Oddly named MPV was never an official UK import, but its family friendly features and high spec have earned quite a following. It’s the Friendee you need…

How much to pay

• Project £2500-3500 • Good £4500-6000 • Concours £6000-7000
Most expensive at auction: £15,000 (Luxury campervan conversion on late-model Bongo)


Practicality ★★★★
Running costs ★★★★
Spares ★★★
DIY friendly ★★
Investment ★★
Desirability ★★★

More oddities on AutoClassics…

The Bongo Friendee MPV was released onto the Japanese market back in 1995, and while it was never officially sold in the UK a large number made it over as grey imports. Aside from its well laid-out and spacious interior, the Bongo was also quite generously equipped, and a fair number were imported with factory-fitted camping equipment. UK specialists have since converted many more to campervans – although is worth mentioning that not all conversions are equal.

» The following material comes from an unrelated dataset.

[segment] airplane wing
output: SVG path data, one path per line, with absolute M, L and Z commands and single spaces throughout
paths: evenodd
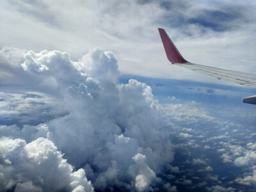
M 158 30 L 159 31 L 167 58 L 172 64 L 175 64 L 201 74 L 213 76 L 219 79 L 224 79 L 256 88 L 256 74 L 232 71 L 190 63 L 182 56 L 164 29 L 158 28 Z M 256 95 L 243 98 L 243 102 L 256 104 Z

While there are a handful of rare 2.5-litre V6-powered examples knocking about, the majority came fitted with sensible turbodiesels and automatic gearboxes, so the driving experience is best described as leisurely. Now, we aren’t suggesting that the V6 is an exception to this rule, but aside from the horrendous fuel consumption it does offer a bit more overtaking ability when fully laden.

The Bongo was also sold as a badge-engineered Ford called the Freda, of which some also made it to the UK, while in other markets you will find these vehicles branded as Mitsubishi Delicas. Whatever their name, the versatile MPVs have remained popular for decades, and events such as the annual UK Bongo Bash keep the interest alive. Good ones can still fetch a healthy asking price today, but there are some pitfalls to be aware of. We take a look at what separates the good from the bad.

Your AutoClassics Mazda Bongo Friendee inspection checklist


You will find one of three engines in a Bongo. All are based on Mazda powerplants that were fitted to officially imported models, so spares should be relatively freely available. The most popular was the 2.5-litre turbodiesel, while the 2.0 inline-four petrol, which is the pick of the range, is a bit scarcer. The 2.5 V6 models are far less common.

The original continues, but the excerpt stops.